Question 1
Fig. 1.1 shows a balloon filled with helium gas. (Sub-topic – 1.3)
The mass of the balloon is 120 kg.
(a) Calculate the weight of the balloon. Show your working.
▶️Answer/Explanation
Solution:
Weight is calculated using the formula:
\[ \text{Weight} = \text{mass} \times \text{acceleration due to gravity} \]
Given:
\[ \text{mass} = 120 \, \text{kg}, \quad \text{acceleration due to gravity} = 9.8 \, \text{m/s}^2 \]
Therefore:
\[ \text{Weight} = 120 \times 9.8 = 1176 \, \text{N} \]
The weight of the balloon is 1176 N.
(b) The resultant force on the balloon is 54 N. Show that the acceleration of the balloon is \(0.45 \, \text{m/s}^2\). (Sub-topic – 1.5)
▶️Answer/Explanation
Solution:
Newton’s second law states:
\[ F = ma \]
Rearranging for acceleration:
\[ a = \frac{F}{m} \]
Given:
\[ F = 54 \, \text{N}, \quad m = 120 \, \text{kg} \]
Therefore:
\[ a = \frac{54}{120} = 0.45 \, \text{m/s}^2 \]
The acceleration of the balloon is \(0.45 \, \text{m/s}^2\).
(c) The balloon accelerates upwards from rest at \(0.45 \, \text{m/s}^2\) for 8.0 s. Calculate the velocity of the balloon after 8.0 s. (Sub-topic – 1.2)
▶️Answer/Explanation
Solution:
The final velocity can be calculated using the formula:
\[ v = u + at \]
Given:
\[ u = 0 \, \text{m/s}, \quad a = 0.45 \, \text{m/s}^2, \quad t = 8.0 \, \text{s} \]
Therefore:
\[ v = 0 + (0.45 \times 8.0) = 3.6 \, \text{m/s} \]
The velocity of the balloon after 8.0 s is 3.6 m/s.
(d) Calculate the distance travelled by the balloon in the first 8.0 s. (Sub-topic – 1.2)
▶️Answer/Explanation
Solution:
The distance travelled can be calculated using the formula:
\[ s = ut + \frac{1}{2}at^2 \]
Given:
\[ u = 0 \, \text{m/s}, \quad a = 0.45 \, \text{m/s}^2, \quad t = 8.0 \, \text{s} \]
Therefore:
\[ s = 0 \times 8.0 + \frac{1}{2} \times 0.45 \times (8.0)^2 = 0 + 0.225 \times 64 = 14.4 \, \text{m} \]
The distance travelled by the balloon in the first 8.0 s is 14.4 m.
Question 2
(a) (i) Define pressure. (Sub-topic – 1.8)
▶️Answer/Explanation
Pressure is defined as force per unit area. Mathematically, it is expressed as:
\[ P = \frac{F}{A} \]
where \( P \) is pressure, \( F \) is force, and \( A \) is area.

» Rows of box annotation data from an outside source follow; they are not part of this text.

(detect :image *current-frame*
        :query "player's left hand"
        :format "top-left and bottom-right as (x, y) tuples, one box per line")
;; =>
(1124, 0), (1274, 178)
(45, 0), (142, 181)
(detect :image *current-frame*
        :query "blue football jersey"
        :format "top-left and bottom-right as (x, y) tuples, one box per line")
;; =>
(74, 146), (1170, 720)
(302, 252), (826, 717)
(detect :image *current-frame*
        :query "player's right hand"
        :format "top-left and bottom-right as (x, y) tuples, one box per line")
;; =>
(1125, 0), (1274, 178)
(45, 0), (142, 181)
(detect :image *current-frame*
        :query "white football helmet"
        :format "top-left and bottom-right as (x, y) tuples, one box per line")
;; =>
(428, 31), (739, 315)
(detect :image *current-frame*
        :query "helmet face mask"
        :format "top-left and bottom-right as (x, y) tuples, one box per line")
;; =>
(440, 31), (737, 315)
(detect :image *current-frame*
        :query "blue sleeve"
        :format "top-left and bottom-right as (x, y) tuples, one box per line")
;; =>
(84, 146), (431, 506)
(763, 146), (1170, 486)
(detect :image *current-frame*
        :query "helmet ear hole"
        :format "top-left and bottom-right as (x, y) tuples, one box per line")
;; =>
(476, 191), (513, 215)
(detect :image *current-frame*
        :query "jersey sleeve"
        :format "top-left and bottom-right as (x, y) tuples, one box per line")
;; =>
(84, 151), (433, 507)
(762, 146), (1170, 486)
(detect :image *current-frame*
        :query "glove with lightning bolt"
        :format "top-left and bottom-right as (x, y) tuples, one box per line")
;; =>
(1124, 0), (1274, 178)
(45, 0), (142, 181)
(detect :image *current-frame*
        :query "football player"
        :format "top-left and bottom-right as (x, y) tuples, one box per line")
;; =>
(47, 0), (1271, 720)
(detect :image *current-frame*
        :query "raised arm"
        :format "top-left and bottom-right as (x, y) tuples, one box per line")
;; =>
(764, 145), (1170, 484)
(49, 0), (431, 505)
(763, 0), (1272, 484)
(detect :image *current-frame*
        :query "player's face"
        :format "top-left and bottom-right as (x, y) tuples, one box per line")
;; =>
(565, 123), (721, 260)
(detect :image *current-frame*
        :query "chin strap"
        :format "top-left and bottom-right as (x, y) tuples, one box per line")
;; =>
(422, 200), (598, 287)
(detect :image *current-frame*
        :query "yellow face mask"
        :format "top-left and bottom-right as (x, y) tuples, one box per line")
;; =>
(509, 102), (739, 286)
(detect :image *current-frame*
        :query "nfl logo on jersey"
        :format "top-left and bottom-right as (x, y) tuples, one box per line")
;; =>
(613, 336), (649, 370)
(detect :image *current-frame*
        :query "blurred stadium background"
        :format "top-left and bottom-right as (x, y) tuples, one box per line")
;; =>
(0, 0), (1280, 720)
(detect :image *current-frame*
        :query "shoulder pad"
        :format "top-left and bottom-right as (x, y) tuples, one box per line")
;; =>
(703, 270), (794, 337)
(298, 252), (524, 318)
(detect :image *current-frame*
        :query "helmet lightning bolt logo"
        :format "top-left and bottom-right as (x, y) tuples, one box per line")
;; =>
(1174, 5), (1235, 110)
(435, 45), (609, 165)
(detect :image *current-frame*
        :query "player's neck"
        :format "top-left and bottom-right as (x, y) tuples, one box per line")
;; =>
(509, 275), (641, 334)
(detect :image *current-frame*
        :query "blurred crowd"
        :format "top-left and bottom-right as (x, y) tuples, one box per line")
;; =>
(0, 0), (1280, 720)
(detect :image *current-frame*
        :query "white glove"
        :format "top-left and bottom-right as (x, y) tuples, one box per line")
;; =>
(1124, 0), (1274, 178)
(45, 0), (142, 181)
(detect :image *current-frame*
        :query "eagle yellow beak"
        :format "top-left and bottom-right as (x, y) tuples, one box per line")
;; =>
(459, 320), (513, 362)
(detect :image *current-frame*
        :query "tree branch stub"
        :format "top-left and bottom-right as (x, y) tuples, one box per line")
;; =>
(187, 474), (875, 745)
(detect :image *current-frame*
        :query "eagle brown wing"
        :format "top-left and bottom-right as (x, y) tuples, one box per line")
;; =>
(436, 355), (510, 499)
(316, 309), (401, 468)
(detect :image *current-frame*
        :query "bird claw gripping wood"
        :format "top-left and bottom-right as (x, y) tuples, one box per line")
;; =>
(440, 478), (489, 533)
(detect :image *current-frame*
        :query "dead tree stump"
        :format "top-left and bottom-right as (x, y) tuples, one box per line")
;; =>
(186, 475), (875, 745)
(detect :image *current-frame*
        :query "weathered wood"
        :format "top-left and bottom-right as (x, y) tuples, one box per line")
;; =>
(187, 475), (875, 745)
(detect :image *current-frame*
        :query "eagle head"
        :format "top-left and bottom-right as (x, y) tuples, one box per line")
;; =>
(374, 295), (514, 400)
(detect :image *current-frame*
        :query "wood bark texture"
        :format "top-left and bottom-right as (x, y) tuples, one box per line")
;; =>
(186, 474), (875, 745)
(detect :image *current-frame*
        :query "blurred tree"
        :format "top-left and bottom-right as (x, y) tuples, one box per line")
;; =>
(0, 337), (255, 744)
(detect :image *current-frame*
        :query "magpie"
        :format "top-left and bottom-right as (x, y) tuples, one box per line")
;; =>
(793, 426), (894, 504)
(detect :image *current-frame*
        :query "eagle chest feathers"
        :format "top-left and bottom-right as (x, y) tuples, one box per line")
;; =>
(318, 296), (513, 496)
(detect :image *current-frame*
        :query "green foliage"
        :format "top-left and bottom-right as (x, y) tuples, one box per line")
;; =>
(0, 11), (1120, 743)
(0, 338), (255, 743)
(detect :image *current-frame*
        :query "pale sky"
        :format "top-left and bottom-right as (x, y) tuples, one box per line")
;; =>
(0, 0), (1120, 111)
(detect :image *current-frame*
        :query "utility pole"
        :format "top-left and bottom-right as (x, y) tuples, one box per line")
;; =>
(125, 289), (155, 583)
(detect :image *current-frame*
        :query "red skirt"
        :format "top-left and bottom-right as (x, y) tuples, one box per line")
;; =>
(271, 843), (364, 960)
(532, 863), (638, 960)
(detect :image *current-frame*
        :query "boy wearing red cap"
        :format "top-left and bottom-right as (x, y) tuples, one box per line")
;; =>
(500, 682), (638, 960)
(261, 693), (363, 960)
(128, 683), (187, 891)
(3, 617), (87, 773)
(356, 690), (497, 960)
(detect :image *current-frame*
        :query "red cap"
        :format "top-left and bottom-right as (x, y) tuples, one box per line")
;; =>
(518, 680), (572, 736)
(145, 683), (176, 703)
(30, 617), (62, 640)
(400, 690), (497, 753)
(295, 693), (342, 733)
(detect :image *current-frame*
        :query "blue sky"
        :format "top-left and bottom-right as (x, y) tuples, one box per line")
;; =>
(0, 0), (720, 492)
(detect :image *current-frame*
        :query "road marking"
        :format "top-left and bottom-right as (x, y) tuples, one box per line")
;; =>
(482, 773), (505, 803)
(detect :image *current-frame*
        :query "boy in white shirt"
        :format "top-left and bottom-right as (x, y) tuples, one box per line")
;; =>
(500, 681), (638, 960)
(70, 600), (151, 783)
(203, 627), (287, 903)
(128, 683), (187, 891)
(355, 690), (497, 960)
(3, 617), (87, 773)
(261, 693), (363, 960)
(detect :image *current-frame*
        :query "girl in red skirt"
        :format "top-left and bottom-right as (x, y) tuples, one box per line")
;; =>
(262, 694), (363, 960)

(ii) Describe how pressure in a liquid varies with its depth and with its density.
▶️Answer/Explanation
Variation with depth: Pressure in a liquid increases with depth. This is because the weight of the liquid above exerts a force on the liquid below, increasing the pressure as you go deeper.
Variation with density: Pressure in a liquid also increases with its density. A denser liquid has more mass per unit volume, which means it exerts a greater force (and thus pressure) at a given depth compared to a less dense liquid.
(b) State two energy resources for which the Sun is not the main source. (Sub-topic – 1.7.3)
▶️Answer/Explanation
Two energy resources for which the Sun is not the main source are:
- Geothermal energy: This energy is derived from the heat within the Earth’s core, which is generated by radioactive decay and residual heat from the planet’s formation.
- Nuclear energy: This energy is produced from the fission or fusion of atomic nuclei, which releases energy stored in the nucleus of atoms, not from the Sun.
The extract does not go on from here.